The library

Papers, in plain language

The primary sources this wiki is built on. Each entry is the short version: what the paper introduced and why it matters, with a link to read the original. Every link here is a source the wiki actually cites.

2013

Efficient Estimation of Word Representations in Vector Space (word2vec) ↗
Mikolov, Chen, Corrado, Dean · arXiv · Retrieval & embeddings

Showed you could learn useful word vectors cheaply at scale, and that the resulting space captures meaning: similar words sit close together, and relationships show up as consistent directions. The seed of modern embeddings.
2014

Neural Machine Translation by Jointly Learning to Align and Translate ↗
Bahdanau, Cho, Bengio · arXiv (ICLR 2015) · Architecture

Introduced attention. Instead of squeezing a whole sentence into one fixed vector, the model learns to "soft-search" the source for the parts relevant to each output word. This idea became the core of the transformer three years later.
2017

Attention Is All You Need ↗
Vaswani, Shazeer, Parmar, Uszkoreit, Jones, Gomez, Kaiser, Polosukhin · arXiv (NeurIPS 2017) · Architecture

The transformer. It dropped recurrence entirely and built a model on attention alone, so every token can look at every other in parallel. It trained faster and scaled better than anything before it, and it underlies essentially every modern LLM.
2019

Sentence-BERT: Sentence Embeddings using Siamese BERT-Networks ↗
Reimers, Gurevych · EMNLP-IJCNLP · Retrieval & embeddings

Made it practical to embed whole sentences so they can be compared by cosine similarity. Finding the most similar pair in 10,000 sentences dropped from 65 hours to about 5 seconds, which is what made large-scale semantic search feasible.
2020

Retrieval-Augmented Generation for Knowledge-Intensive NLP Tasks ↗
Lewis et al. · NeurIPS · Retrieval & embeddings

Coined RAG. It paired a generative model with a searchable index of documents, retrieving relevant passages and conditioning the answer on them. The result was more factual and could draw on knowledge outside the model’s training data.
2022

MTEB: Massive Text Embedding Benchmark ↗
Muennighoff, Tazi, Magne, Reimers · arXiv (EACL 2023) · Evaluation

A broad benchmark for embedding models across many tasks and languages. Its headline finding is a useful caution: no single embedding model wins everywhere, so the right choice depends on what you are doing.
2023

Not what you’ve signed up for: Compromising Real-World LLM-Integrated Applications with Indirect Prompt Injection ↗
Greshake, Abdelnabi, Mishra, Endres, Holz, Fritz · arXiv (AISec) · Safety

Formalized indirect prompt injection: hiding instructions in data a model later reads (a web page, a document) so an attacker who never talks to the model can still control it.

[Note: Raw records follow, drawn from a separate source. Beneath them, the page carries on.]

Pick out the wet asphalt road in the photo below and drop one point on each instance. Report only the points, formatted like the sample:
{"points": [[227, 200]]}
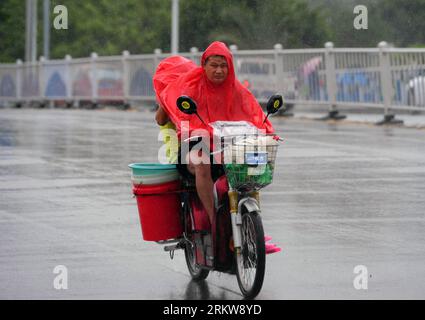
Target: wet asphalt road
{"points": [[344, 195]]}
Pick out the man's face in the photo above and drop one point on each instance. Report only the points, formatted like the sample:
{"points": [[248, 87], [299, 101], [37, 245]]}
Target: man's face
{"points": [[216, 69]]}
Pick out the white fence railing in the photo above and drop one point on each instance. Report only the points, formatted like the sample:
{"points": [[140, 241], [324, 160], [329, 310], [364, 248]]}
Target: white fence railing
{"points": [[382, 77]]}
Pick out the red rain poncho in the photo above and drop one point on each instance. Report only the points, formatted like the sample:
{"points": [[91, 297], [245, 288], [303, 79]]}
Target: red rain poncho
{"points": [[229, 101]]}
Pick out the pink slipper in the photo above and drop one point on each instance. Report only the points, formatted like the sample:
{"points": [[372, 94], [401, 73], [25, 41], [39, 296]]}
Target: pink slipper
{"points": [[272, 248]]}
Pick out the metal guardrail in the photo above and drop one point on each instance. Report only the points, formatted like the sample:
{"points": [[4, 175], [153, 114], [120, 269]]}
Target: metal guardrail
{"points": [[383, 77]]}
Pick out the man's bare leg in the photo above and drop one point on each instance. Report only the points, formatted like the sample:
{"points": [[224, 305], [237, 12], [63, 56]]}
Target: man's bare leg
{"points": [[204, 186]]}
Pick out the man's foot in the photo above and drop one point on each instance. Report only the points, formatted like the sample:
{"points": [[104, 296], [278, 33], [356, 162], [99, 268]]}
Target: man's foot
{"points": [[272, 248]]}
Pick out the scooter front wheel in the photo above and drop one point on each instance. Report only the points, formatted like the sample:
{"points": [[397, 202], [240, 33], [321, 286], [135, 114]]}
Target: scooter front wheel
{"points": [[251, 258], [195, 271]]}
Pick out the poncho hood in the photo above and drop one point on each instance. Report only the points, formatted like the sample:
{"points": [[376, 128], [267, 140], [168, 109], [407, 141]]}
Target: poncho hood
{"points": [[229, 101]]}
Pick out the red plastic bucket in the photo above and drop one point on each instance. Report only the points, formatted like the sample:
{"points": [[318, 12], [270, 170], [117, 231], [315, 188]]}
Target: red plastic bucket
{"points": [[159, 210]]}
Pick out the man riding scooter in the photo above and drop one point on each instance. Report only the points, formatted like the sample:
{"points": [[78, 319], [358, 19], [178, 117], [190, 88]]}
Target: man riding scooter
{"points": [[219, 96]]}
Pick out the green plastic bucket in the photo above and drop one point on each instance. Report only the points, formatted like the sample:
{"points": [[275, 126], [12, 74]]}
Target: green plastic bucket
{"points": [[153, 173], [145, 169]]}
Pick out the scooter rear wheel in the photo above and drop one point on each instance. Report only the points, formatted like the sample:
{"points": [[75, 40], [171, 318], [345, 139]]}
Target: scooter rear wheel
{"points": [[251, 260]]}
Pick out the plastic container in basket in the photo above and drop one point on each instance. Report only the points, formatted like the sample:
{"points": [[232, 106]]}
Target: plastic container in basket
{"points": [[252, 162], [159, 210]]}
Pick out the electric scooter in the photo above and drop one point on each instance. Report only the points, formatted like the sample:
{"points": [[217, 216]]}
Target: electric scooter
{"points": [[234, 242]]}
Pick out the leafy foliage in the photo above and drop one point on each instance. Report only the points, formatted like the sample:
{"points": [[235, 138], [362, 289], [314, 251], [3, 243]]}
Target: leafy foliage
{"points": [[109, 26]]}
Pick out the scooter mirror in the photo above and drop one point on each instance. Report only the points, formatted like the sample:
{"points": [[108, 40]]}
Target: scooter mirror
{"points": [[186, 105], [274, 104]]}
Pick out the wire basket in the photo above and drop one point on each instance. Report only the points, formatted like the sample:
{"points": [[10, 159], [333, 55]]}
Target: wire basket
{"points": [[250, 164]]}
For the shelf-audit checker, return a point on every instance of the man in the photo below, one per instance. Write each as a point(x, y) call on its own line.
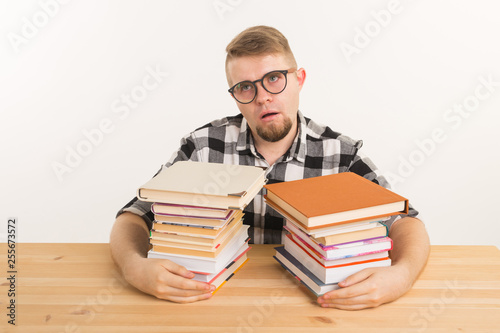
point(271, 132)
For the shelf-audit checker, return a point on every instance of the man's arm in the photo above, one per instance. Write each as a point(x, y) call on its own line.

Demonstrated real attacks against a production system.
2024

Building Effective Agents ↗
Anthropic · Anthropic (essay) · Agents

The reference guide on the difference between workflows (predefined paths) and agents (the model directs itself), with the practical advice to use the simplest thing that works and only add autonomy when the task needs it.
2025

Measuring AI Ability to Complete Long Tasks ↗
METR · METR (study) · Evaluation

Measured how long a task an AI can complete reliably, finding models far more dependable on short tasks than long ones, with that time horizon improving over time. A grounded way to think about why agents still need guardrails.
2025

Defeating Prompt Injections by Design (CaMeL) ↗
Debenedetti et al., Google DeepMind · arXiv · Safety

A by-design defense against prompt injection: split a privileged planner model from a quarantined model that reads untrusted data, and track data provenance so tainted data cannot trigger dangerous actions. Strong results, but not a complete fix.